When you are worried that your child may have Asperger's syndrome, it is important to learn Asperger characteristics. Aspergers is often confused with autism and other autism spectrum disorders. Getting a correct diagnosis is important because early intervention allows affected people to live a healthy and productive life.
About Asperger's Syndrome
Austrian doctor Hans Asperger, who witnessed a distinctive behavior in his patients in 1944, first discovered Asperger's syndrome. Yet it was not until the 1990s that Aspergers was accepted as a true diagnosis. Even today some doctors consider Asperger symptoms to be a part of high functioning autism.
The condition is a neurological disorder that impairs communication and social skills. It is often overlooked in early childhood because the disorder mainly affects social interactions and communication.
Asperger's syndrome is categorized as a part of the autism spectrum of disorders along with autism, Rett's syndrome, childhood disintegrative disorder and pervasive disorder-not otherwise specified (PDD-NOS).
The Diagnostic Statistical Manual, Fourth Edition (DSM-IV), the standard classification system of American mental health professionals, classifies the syndrome as a pervasive developmental disorder (PDD). Aspergers is one of five PDD disorders. The other four are autism, PDD-NOS, Rett Syndrome and childhood disintegrative disorder
Common Asperger Characteristics
While each case of pervasive developmental disorders is unique and no two people share identical symptoms, there are some common Asperger characteristics.

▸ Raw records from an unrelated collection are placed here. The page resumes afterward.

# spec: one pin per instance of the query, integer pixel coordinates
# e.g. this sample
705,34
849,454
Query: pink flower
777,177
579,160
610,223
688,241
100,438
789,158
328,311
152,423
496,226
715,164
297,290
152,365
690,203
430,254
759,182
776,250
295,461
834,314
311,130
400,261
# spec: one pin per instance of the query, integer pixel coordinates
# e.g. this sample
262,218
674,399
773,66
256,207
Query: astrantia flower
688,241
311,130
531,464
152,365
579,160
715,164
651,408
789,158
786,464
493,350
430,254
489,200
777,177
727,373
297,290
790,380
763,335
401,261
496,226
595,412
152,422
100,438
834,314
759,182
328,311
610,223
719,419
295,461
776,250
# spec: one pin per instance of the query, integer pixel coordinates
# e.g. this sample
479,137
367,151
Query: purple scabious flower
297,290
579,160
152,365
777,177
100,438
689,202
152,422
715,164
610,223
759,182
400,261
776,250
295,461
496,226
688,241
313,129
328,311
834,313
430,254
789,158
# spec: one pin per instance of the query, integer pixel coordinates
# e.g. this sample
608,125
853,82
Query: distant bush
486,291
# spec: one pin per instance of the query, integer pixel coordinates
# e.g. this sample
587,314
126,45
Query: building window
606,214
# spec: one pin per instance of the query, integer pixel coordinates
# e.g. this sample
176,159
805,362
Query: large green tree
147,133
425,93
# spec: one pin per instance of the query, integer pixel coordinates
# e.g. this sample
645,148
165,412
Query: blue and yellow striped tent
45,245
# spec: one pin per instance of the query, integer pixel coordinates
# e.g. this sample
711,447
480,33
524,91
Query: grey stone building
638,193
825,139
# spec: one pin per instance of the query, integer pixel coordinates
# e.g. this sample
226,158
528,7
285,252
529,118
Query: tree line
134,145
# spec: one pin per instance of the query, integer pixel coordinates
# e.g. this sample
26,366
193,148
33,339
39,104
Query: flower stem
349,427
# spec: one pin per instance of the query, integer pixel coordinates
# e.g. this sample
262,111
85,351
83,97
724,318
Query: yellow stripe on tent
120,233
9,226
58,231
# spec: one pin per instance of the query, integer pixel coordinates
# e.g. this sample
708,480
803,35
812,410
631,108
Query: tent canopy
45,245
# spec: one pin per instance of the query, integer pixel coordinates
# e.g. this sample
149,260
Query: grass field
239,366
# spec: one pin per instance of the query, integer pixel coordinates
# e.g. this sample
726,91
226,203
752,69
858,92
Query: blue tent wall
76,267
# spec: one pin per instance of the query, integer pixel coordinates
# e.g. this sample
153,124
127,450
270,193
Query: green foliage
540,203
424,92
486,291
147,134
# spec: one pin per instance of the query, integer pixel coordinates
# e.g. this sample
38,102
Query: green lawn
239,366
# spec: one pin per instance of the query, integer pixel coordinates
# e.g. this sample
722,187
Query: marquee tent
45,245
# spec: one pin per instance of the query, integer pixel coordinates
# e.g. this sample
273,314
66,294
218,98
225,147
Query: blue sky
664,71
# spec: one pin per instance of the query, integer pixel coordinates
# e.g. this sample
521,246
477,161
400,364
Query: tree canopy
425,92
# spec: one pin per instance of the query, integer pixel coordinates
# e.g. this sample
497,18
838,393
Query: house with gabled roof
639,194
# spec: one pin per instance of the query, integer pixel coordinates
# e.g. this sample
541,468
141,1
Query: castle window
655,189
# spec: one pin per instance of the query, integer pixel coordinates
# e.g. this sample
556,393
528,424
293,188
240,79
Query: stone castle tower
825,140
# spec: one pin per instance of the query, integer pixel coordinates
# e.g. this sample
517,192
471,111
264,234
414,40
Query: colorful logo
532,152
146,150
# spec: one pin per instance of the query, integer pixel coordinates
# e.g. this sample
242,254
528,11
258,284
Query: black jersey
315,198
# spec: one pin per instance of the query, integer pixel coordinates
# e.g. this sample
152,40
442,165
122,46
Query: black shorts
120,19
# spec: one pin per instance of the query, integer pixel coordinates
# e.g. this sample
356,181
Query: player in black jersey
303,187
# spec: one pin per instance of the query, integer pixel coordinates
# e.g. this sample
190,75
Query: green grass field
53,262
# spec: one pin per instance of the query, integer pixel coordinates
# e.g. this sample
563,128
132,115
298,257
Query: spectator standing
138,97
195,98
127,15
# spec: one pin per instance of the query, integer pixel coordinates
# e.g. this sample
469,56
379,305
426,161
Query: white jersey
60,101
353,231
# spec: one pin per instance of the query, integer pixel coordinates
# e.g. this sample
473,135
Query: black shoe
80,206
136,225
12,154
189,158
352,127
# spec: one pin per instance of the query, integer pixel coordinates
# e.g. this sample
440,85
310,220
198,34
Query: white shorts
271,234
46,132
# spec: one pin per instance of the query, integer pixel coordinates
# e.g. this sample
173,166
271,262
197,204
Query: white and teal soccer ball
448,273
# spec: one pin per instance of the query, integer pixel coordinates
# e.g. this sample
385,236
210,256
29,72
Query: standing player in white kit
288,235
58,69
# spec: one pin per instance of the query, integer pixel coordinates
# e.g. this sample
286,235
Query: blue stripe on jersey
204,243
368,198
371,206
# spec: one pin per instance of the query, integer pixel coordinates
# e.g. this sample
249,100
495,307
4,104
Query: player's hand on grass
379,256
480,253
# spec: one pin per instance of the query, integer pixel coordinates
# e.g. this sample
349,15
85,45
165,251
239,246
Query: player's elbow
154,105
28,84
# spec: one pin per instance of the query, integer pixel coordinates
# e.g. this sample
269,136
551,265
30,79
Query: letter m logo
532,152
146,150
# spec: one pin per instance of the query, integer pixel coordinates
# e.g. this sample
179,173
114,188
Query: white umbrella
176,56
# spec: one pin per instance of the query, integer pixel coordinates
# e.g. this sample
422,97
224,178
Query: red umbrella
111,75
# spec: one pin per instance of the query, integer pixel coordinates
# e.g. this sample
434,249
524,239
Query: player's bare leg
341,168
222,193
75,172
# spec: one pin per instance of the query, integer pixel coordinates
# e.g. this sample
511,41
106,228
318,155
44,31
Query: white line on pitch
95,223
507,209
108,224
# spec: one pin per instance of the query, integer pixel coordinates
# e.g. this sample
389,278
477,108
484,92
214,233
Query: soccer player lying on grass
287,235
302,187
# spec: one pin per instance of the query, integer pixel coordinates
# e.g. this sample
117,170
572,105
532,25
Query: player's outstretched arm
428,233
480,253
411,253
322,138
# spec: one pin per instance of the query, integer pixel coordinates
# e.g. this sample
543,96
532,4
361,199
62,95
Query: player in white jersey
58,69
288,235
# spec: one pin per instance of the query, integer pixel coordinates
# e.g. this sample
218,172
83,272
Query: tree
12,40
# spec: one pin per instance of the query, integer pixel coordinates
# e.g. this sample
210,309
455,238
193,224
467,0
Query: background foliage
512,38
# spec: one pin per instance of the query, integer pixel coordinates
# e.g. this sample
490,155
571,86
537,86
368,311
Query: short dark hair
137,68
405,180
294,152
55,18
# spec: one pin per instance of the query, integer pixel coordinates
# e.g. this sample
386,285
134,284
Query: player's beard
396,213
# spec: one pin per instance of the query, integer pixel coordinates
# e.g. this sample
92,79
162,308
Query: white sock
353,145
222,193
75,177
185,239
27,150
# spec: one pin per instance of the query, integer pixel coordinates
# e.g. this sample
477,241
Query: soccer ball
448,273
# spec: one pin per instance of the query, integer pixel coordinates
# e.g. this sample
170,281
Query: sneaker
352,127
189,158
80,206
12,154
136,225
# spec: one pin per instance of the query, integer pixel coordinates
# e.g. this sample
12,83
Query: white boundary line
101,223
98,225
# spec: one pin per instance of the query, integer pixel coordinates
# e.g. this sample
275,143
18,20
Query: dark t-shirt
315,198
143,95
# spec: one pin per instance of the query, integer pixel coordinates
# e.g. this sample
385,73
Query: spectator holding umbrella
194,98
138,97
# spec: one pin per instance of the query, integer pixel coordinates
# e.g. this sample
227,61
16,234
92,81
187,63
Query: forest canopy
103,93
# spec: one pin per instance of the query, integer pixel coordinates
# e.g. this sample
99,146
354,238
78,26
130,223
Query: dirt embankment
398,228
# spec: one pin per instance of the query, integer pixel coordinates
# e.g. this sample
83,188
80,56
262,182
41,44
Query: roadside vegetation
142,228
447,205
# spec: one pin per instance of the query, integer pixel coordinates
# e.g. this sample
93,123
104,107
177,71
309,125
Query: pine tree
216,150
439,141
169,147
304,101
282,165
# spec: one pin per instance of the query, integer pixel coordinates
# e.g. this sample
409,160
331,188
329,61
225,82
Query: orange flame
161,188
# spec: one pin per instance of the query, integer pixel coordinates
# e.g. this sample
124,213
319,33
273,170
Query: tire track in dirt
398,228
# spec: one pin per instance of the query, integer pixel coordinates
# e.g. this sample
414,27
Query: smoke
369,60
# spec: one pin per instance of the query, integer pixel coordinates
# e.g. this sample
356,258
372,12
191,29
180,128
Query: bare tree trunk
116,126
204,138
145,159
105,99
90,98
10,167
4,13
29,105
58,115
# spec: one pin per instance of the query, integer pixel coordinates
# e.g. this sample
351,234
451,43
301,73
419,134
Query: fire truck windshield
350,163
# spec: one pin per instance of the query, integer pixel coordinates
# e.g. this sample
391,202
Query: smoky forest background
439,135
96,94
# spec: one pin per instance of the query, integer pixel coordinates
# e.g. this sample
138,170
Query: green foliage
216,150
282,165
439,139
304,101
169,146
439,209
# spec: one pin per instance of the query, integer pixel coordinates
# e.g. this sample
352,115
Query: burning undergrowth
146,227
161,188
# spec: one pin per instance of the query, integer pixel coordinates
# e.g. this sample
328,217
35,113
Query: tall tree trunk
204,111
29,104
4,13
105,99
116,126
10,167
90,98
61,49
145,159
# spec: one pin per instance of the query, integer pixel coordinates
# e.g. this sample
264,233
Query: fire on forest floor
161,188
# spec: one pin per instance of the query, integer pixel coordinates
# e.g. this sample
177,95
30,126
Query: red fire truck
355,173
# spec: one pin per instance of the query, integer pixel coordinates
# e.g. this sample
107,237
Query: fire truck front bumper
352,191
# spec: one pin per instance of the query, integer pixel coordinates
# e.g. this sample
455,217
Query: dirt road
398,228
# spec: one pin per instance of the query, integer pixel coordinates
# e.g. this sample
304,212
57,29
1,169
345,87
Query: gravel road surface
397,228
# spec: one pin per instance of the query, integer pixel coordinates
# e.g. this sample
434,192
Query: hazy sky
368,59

Characteristics can include:
- A large vocabulary but does not understand how to have a two-way conversation
- Has trouble making friends
- Little to no pretend play
- Fixates on an activity or talks about a single subject for hours
- Has a limited range of interests and may be obsessed with the details of favorite subjects
- Focuses on the small details of objects or subjects that do not interest the average person
- Prefers a strict routine
- Experiences anxiety when a routine is interrupted
- Has trouble with both fine and gross motor skills used in activities such as riding a bike, sports and handwriting
- May have poor posture and uncoordinated body movement
- Does not understand others emotions and may give inappropriate responses
- May not like physical contact
- Experiences general difficulties with problem-solving and analyzing information
- Can have sensory problems and may react differently to certain tastes, sounds, smell and sights than other people
Problems with Language and Communication
A person with Asperger disorder may speak well and know many words. However, he has trouble understanding how to use the language when communicating with others. He may not understand what others are trying to communicate to him in a conversation and cannot sustain a two-way conversation. His conversations may seem scripted and do not follow a natural rhythm of sharing and receiving information. He may seem to talk at people while presenting facts of favorite topics without engaging in natural conversational exchanges. He may follow strange speech patterns with his voice and word choices.
Difficulties with Social Skills
A person with Asperger characteristics may be interested in people but does not know how to make friends. Since she has trouble communicating with others, she has trouble connecting with peers. Humor and figurative language are significant barriers that can be difficult to process.
Understanding the emotions of others is challenging and she may respond inappropriately to social situations. This inability to understand another person's emotional state may make her appear cold or rude at times. She may have difficulty communicating her own emotions as well.
A person with Asperger disorder typically has a narrow range of interests, which occupy most of his conversations and play time. He may become extremely agitated if his self-imposed routines are interrupted or if someone tries to distract him from his favorite activities. He may develop repetitious rituals as a part of his routine such as seemingly irrational hand flapping.
How to Get Help
If you believe that your child has Aspergers, seek the advice of a doctor and learn about the condition. Local autism support organizations may be available for guidance.
You can find more information about Aspergers, local support groups and treatment options from organizations such as:
Educating yourself about the autism spectrum of disorders will help you make informed choices about your child's treatment.
Stay positive. Early diagnosis and treatment can help your child have the best prognosis. With the right treatment, many people with Asperger's syndrome lead healthy, productive and independent lives.